Goal-oriented, motivational physical and occupational therapy helps older patients recover more fully from broken hips, strokes and other ailments that land them in skilled nursing facilities for rehabilitation, according to new research at Washington University School of Medicine in St. Louis.
Enhanced Medical Rehabilitation — an approach in which physical and occupational therapists work to engage patients more fully during therapy sessions — helped patients recover function better than standard physical and occupational therapy that was provided to others in the same skilled nursing facilities, the researchers found.
Their findings are published July 31 in the journal JAMA Network Open.
“We found that when you engage and motivate people, they do better,” said the study’s first author, Eric J. Lenze, MD, a professor of psychiatry.
Patients receiving enhanced rehab did not get more or longer therapy sessions. Instead, therapists focused on specific goals important to individual patients, and they delivered, on average, 24 motivational messages about those goals during every therapy session. That approach resulted in a 25 percent improvement in functional recovery.

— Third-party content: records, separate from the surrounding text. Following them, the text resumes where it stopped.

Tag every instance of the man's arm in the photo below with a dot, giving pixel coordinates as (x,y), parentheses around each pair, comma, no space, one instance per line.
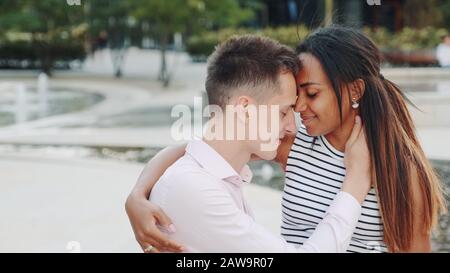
(145,216)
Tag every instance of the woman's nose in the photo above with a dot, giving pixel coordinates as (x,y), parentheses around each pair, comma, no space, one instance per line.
(300,104)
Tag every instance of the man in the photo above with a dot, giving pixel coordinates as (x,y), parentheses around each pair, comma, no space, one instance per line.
(202,191)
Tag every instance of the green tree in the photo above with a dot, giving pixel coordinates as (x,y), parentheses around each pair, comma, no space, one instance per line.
(51,24)
(188,16)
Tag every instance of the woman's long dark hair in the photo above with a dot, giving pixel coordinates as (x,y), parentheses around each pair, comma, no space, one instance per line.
(347,55)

The research team studied 229 patients — 114 of whom randomly were chosen to receive enhanced intervention and 115 of whom received standard therapy. Each was in a skilled nursing facility while recovering from an injury or illness, such as hip fracture, stroke or major surgery.
The enhanced rehab in this study involved the use of motivation during therapy sessions, and the key was centering therapy on goals that were meaningful to the patient.
“It’s more than just getting people home; everyone wants to go home,” said co-author and study coordinator Emily Lenard. “In enhanced rehab, therapists focus on concrete goals. For example, if a patient had taken care of grandchildren on Wednesdays before the problems began, then the therapists might focus on the grandchildren to motivate the patient, a goal that patient can visualize in his or her head while doing exercises that might otherwise seem mundane.”
Added Lenze: “Now the question is whether those gains will last over the long term. We believe extending enhanced rehab from skilled nursing facilities into the home setting will be the next critical step.”
Lenze said one challenge is that therapy can be expensive, and some insurers balk at the expense. But with an aging population, he argues that enhanced therapy could save money for older patients recovering from injury, particularly if the therapy makes them more likely to get back into their homes and stay there.
“Avoiding rehospitalizations and long-term care in a nursing home has a huge economic benefit,” he said. “We already pay a great deal for what’s called post-acute rehabilitation, and it’s unclear whether the health-care system has the appetite to continue paying for more and more care. I think, however, that we need to get past the idea of providing more care and focus more on providing better, more bang-for-the-buck care. I think Enhanced Medical Rehabilitation does that.”